Delta-9-THC is one of the 100 cannabinoids found in the cannabis plant and is felt to be the main psychoactive component. Overall, the plant contains about 400 compounds derived from its secondary metabolism, many of which may contribute to its medicinal effect. Synthetic delta-9-THC in sesame oil (dronabinol, Marinol) was first licensed and approved in 1986 for the treatment of chemotherapy-associated nausea and vomiting. Clinical trials done at the time determined that dronabinol was
as effective, if not more so, than the available antiemetic agents.2 Dronabinol was investigated for its ability to stimulate weight gain in patients with the AIDS wasting syndrome in the late 1980s. Results from a number of trials suggested that although patients reported an improvement in appetite, no statistically significant weight gain was appreciated.3,4 Nabilone (Cesamet) is another synthetic delta-9-THC that is also available by prescription. More recently, nabiximols (Sativex), a whole plant extract delivered as an oromucosal spray, has been developed and approved for medical use in Europe and Canada. This article will review the biology and pharmacology of cannabis and cannabinoids and focus on their use in symptom management, particularly in patients with cancer.

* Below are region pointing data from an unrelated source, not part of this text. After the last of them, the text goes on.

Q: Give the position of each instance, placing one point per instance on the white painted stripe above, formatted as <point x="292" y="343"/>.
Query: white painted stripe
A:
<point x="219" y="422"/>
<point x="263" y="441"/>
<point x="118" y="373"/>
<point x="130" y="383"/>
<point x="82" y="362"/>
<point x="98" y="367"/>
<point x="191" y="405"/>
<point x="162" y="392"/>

Cannabinoids are a group of 21 carbon terpenophenolic compounds produced uniquely by Cannabis sativa and Cannabis indica species.1 With the discovery of endogenous cannabinoids and to distinguish them from pharmaceutical compounds, the plant compounds may also be referred to as phytocannabinoids. Although delta-9-THC is the primary active ingredient in cannabis, there are a number of non-THC cannabinoids and noncannabinoid compounds that also have biologic activity. Cannabidiol (CBD), cannabinol, cannabichromene, cannabigerol, tetrahydrocannabivirin, and delta-8-THC are just some of the additional cannabinoids that have been identified. It is postulated that the secondary compounds may enhance the beneficial effects of delta-9-THC, for example by modulating the THC induced anxiety, anticholinergic, or immunosuppressive effects, and may reduce the unwanted effects of delta-9-THC, for example by attenuating seizures, psychoses, or motor discoordination. In addition, cannabis-associated terpenoids and flavonoids may increase cerebral blood flow, enhance cortical activity, kill respiratory pathogens, and provide antiinflammatory activity.1,5

The neurobiology of the cannabinoids has only been identified within the past 25 years, during which time an explosion of knowledge has occurred.1 In the mid-1980s, researchers developed a potent cannabinoid agonist to be used in research investigations. In 1986 it was discovered that cannabinoids inhibited the accumulation of 30-50 cyclic adenosine monophosphate (cAMP), suggesting the presence of a receptor-mediated mechanism. By attaching a radiolabel to the synthetic cannabinoid, the first cannabinoid receptor, CB1, was pharmacologically identified in the brain in 1988. The CB1 receptor is coupled to Gi proteins (Figure 1). Its engagement inhibits adenylyl cyclase and voltagegated calcium channels, and stimulates rectifying potassium conductances and mitogen-activated protein kinase cascades. By 1990, investigators had cloned the CB1 receptor, identified its DNA sequence, and mapped its location in the brain, with the largest expression being in the basal ganglia, cerebellum, hippocampus,
and cerebral cortex. Nowadays, CB1 is known to be a ubiquitous protein that is present in basically all body tissues. In 1993 a second cannabinoid receptor, CB2, was identified outside the brain. Originally detected in macrophages and the marginal zone of the spleen, the highest abundance of CB2 receptors is
located on the B lymphocytes and natural killer cells, suggesting a role in immunity.